Pialat achieves a heightened sense of realism by a loose style of direction that allows for improvisation and the incorporation of les choses du moment [fleetings things]. As an actor himself Pialat also deploys the deliberate use of surprise to create provocative situations: his abrupt return as the estranged father in A nos amours [To our romance] (1983), for example, was not revealed to his cast so that they share in our own bewilderment. Another very interesting feature, that is reminiscent of the American film director John Cassavetes, is his focus on “real time” social situations: the intense conversation between mother and adult son after her cancer diagnosis in his study of death, La guele ouverte [The mouth agape] (1974), is marked by a series of silences, glances and inscrutable facial gestures. For Pialat, the presence of impending death serves as a catalyst that exposes the raw fragility of human relationships, provoking outbursts of anger, desire, laughter and despair. In La guele ouverte, the documentary feel to the film, with its unpretentious and fine-grained emphasis on detail, is also enhanced by the presence of several non-professional actors. Above all, Pialat presents us with an emotional realism that few other directors can rival.
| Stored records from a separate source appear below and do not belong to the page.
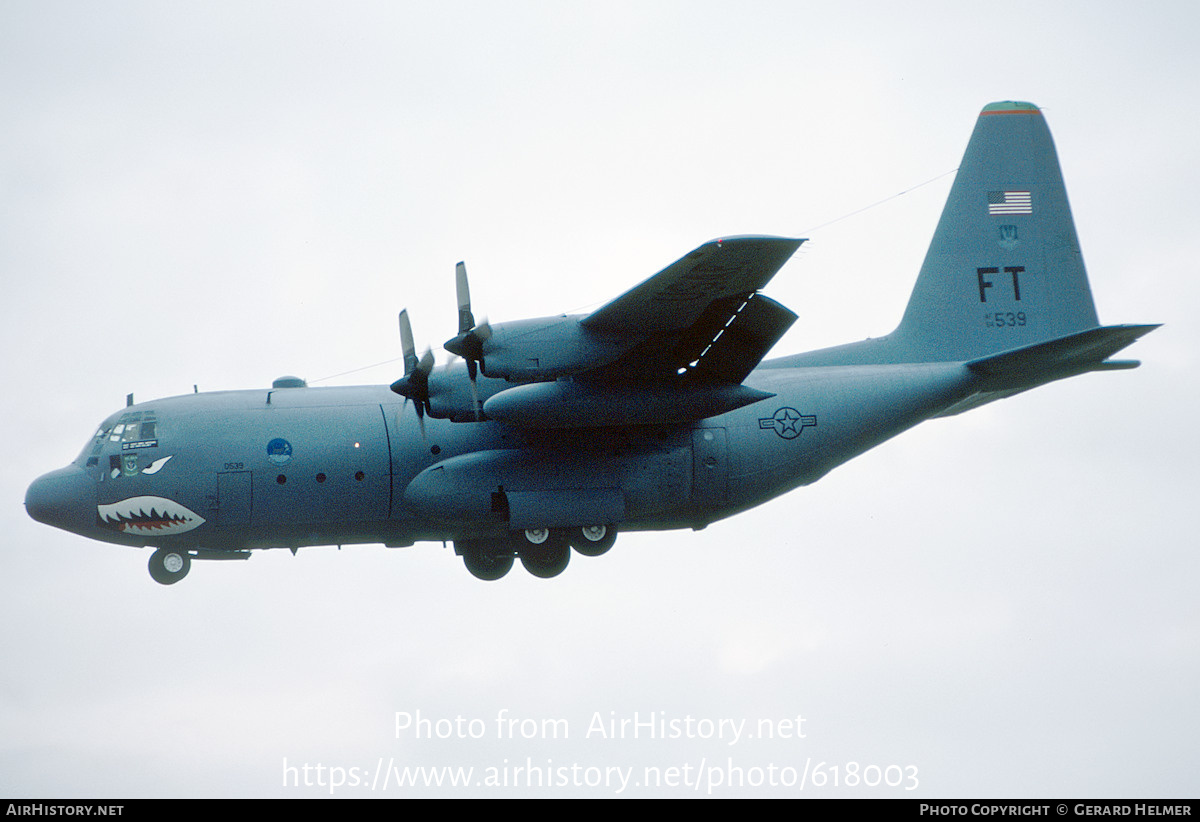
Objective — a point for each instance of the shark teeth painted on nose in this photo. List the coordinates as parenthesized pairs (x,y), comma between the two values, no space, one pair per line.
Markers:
(149,515)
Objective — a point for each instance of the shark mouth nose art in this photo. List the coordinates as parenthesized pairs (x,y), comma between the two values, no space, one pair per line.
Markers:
(149,515)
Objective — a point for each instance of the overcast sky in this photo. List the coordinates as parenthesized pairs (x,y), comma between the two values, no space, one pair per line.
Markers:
(217,193)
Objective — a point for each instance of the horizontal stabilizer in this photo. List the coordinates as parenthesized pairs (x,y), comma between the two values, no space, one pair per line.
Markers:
(1065,357)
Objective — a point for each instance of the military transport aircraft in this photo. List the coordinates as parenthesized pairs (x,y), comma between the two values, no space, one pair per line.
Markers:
(653,412)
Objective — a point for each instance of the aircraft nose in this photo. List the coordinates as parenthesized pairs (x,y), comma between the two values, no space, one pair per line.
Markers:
(64,498)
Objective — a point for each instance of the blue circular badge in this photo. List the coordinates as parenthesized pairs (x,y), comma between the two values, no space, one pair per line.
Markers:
(279,451)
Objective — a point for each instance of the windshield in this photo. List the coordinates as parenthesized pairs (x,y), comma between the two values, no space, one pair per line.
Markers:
(132,430)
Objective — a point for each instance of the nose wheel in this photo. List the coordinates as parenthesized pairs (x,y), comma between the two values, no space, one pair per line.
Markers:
(169,565)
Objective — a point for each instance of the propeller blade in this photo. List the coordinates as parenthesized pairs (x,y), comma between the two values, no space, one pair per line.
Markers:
(406,342)
(466,319)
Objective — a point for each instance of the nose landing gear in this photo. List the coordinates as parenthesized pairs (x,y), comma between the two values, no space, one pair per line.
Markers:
(169,565)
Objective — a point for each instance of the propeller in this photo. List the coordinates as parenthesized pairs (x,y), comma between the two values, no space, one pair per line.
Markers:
(469,342)
(415,383)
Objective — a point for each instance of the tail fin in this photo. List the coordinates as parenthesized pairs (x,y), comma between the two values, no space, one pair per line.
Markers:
(1005,269)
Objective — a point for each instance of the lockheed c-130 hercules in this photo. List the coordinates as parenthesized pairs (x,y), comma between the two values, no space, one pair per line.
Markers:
(654,412)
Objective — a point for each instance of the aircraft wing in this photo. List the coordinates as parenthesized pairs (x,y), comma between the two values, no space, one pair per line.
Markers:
(701,318)
(678,295)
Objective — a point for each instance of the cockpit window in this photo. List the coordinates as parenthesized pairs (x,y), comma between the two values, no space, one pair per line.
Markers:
(133,431)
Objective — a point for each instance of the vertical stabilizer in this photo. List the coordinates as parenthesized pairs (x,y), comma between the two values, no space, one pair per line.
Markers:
(1005,268)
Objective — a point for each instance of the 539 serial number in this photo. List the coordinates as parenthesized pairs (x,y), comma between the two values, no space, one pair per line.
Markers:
(999,319)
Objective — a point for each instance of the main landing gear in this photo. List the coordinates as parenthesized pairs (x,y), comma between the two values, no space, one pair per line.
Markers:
(544,552)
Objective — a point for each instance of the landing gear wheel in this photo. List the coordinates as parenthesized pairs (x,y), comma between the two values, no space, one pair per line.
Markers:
(486,559)
(593,540)
(169,565)
(544,551)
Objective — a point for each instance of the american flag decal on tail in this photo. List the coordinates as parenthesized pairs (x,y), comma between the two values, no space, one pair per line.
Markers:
(1009,202)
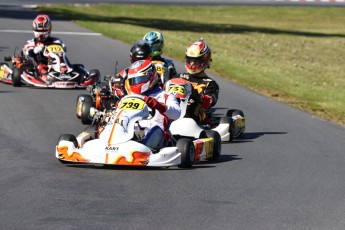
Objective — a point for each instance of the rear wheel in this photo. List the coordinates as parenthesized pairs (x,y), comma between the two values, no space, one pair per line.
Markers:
(93,130)
(217,143)
(238,124)
(79,103)
(68,137)
(85,117)
(16,77)
(187,150)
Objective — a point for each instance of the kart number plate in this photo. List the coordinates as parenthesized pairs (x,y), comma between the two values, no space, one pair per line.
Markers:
(176,89)
(55,49)
(132,104)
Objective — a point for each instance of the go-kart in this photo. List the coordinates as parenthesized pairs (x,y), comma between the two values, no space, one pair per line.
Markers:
(60,74)
(94,100)
(229,127)
(119,141)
The German artist Gerhard Richter, who has a major current retrospective passing through London, Berlin and Paris, has been producing some of the most interesting explorations of landscape since the 1960s. Richter provides a subtle counter point to the leaden sweep of European romanticism by reworking a whole range of familiar motifs such as mountains, forests and cloud formations to emphasize their perceptual and intellectual limitations as sources of certainty or truth.
His extensive use of blurring highlights the degree to which we try to read meaning into landscape: the way swirling clouds or the scatter of light across the forest floor can set off any number of possible patterns or permutations. Like the colour play of late nineteenth-century neo-impressionists, and their attempt to convey a higher level of visual realism in nature, we find that Richter is keen to explore the infinite possibilities of human perception. His distrust of ideological metaphysics places him far apart from the neo-romanticist lineage of Heidegger, Beuys and their postmodern progeny.
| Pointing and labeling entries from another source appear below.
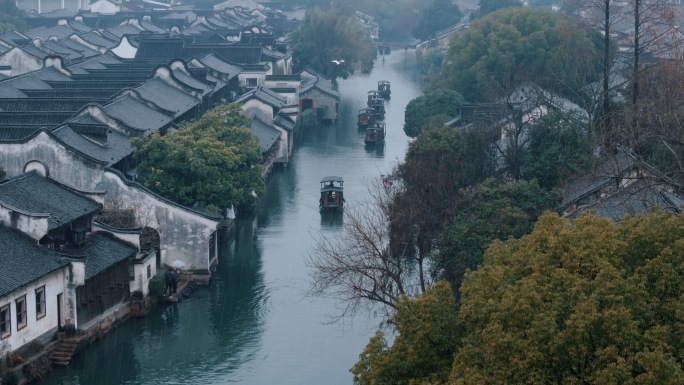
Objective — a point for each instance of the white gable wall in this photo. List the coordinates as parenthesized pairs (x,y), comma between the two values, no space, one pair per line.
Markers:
(62,163)
(185,236)
(20,61)
(35,327)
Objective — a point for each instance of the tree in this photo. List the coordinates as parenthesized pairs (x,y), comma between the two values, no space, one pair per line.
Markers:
(558,149)
(581,302)
(442,102)
(441,14)
(323,39)
(428,334)
(438,166)
(488,211)
(587,301)
(214,162)
(11,18)
(510,48)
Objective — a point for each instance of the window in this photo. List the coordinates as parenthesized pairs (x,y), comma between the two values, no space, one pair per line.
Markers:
(40,302)
(5,322)
(20,305)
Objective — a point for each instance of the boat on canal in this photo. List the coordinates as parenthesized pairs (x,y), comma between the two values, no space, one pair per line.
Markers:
(366,117)
(384,89)
(378,106)
(373,94)
(375,134)
(332,195)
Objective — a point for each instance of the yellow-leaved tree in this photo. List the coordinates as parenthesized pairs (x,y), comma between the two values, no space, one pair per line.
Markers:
(574,302)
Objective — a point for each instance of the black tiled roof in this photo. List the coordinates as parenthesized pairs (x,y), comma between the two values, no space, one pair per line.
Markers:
(117,146)
(638,198)
(16,133)
(76,46)
(56,48)
(43,33)
(98,40)
(266,133)
(137,114)
(219,64)
(95,95)
(43,104)
(104,251)
(24,261)
(171,98)
(33,118)
(96,84)
(159,48)
(33,193)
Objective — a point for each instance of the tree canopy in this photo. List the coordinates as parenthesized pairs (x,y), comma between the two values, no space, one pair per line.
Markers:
(587,301)
(327,36)
(441,14)
(513,46)
(487,211)
(575,302)
(439,102)
(214,162)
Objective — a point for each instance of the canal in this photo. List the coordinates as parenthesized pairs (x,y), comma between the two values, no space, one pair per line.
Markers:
(254,324)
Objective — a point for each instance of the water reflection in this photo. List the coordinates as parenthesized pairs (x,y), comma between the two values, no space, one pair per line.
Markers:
(332,219)
(376,150)
(254,324)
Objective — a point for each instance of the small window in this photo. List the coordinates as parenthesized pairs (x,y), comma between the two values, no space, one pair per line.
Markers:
(40,302)
(5,322)
(20,305)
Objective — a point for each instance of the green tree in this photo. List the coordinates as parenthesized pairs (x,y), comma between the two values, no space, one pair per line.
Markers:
(440,102)
(11,18)
(488,211)
(441,14)
(512,47)
(326,37)
(214,162)
(428,334)
(558,150)
(438,165)
(587,301)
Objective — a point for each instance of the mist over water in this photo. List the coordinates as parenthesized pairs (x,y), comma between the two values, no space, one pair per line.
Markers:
(254,324)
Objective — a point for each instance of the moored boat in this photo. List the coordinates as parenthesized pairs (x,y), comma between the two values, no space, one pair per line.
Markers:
(332,194)
(366,116)
(373,94)
(378,106)
(375,134)
(384,89)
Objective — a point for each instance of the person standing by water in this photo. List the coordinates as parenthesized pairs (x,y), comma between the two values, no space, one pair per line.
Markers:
(175,276)
(168,280)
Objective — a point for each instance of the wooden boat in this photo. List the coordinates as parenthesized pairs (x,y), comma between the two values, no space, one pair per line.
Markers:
(332,195)
(373,94)
(378,106)
(375,134)
(384,89)
(366,116)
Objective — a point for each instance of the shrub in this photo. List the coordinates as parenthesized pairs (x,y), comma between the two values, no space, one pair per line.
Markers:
(156,286)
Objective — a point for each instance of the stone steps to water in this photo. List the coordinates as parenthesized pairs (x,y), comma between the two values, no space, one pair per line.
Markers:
(65,349)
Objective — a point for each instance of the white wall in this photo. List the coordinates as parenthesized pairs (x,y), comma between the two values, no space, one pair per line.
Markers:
(54,284)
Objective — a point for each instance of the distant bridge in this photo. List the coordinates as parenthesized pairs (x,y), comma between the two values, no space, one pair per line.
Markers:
(387,46)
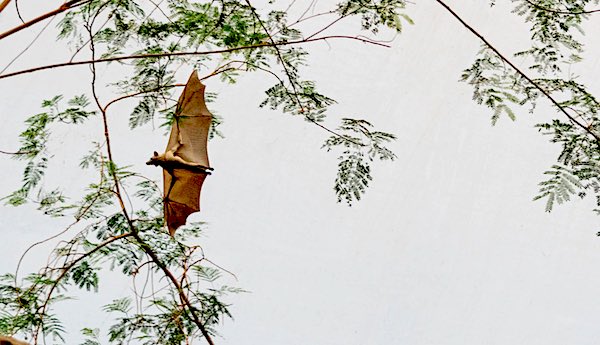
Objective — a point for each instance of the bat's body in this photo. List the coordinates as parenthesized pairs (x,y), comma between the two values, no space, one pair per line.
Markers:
(185,161)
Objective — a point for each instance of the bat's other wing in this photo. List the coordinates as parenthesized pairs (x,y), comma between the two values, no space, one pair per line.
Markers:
(192,122)
(183,198)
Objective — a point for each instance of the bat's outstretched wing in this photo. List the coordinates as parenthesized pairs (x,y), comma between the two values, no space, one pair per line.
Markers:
(190,135)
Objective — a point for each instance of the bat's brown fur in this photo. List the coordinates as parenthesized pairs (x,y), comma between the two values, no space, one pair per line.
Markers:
(169,161)
(185,160)
(11,341)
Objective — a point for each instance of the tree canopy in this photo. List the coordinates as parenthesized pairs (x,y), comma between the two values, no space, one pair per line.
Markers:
(141,49)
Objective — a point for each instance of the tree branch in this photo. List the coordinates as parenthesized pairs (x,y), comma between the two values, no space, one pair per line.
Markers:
(3,5)
(516,69)
(161,55)
(64,7)
(539,7)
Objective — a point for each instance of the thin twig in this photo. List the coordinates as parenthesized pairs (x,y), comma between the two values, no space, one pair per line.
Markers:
(3,4)
(291,80)
(516,69)
(16,153)
(539,7)
(28,46)
(217,51)
(64,7)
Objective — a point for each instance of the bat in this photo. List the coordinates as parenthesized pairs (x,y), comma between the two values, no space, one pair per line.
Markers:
(185,161)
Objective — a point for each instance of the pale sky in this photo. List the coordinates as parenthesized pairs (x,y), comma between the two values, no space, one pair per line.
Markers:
(447,246)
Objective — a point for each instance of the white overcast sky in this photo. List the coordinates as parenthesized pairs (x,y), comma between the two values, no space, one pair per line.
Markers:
(447,246)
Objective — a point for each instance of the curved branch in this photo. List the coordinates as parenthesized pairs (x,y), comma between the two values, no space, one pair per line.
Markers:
(161,55)
(64,7)
(521,73)
(289,75)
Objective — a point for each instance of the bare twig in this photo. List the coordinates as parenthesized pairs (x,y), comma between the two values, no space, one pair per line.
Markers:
(521,73)
(3,4)
(64,7)
(16,153)
(28,46)
(539,7)
(289,75)
(217,51)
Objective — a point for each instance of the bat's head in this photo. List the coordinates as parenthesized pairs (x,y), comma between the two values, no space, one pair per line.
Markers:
(154,159)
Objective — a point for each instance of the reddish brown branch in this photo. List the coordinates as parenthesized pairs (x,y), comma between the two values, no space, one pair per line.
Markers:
(161,55)
(64,7)
(3,4)
(521,73)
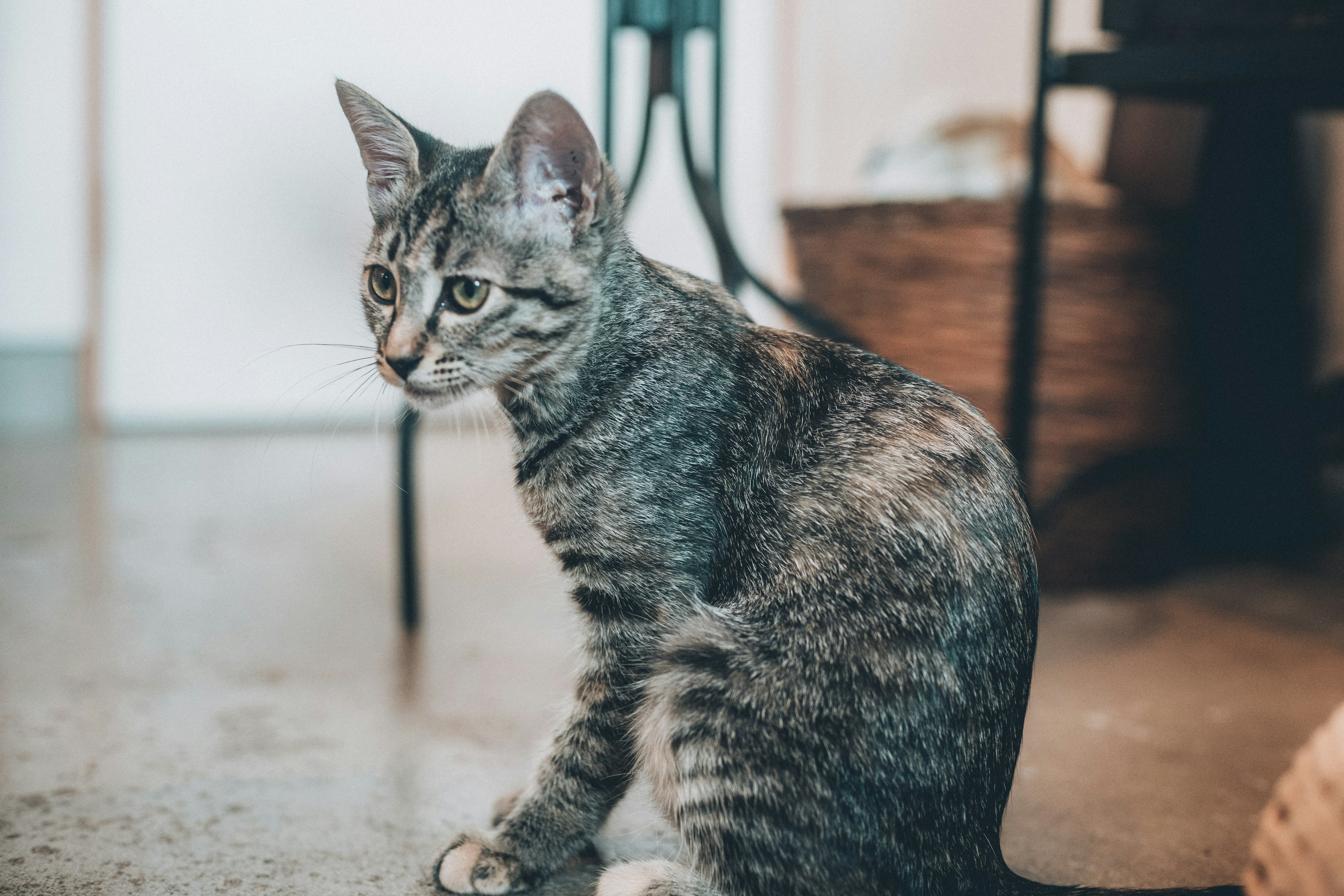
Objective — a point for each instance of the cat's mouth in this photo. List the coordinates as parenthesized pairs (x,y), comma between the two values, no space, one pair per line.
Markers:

Working at the interface of painting and photography Richter has created a series of powerful juxtapositions: his aerial rendition of Paris, for example, is suggestive of a bombed out shell, reminiscent of post-war Cologne or Dresden, whilst his blurred Baader-Meinhof series emphasizes our lack of understanding of terrorism and the effects of ideology. His exquisite portrait paintings reference the seventeenth-century realism of Vermeer and his attempt to achieve new levels of technical perfection. In Richter’s hands, the practice of painting forms part of on-going dialogue with other forms of representation that range from the seventeenth-century camera obscura to the advent of digital photography.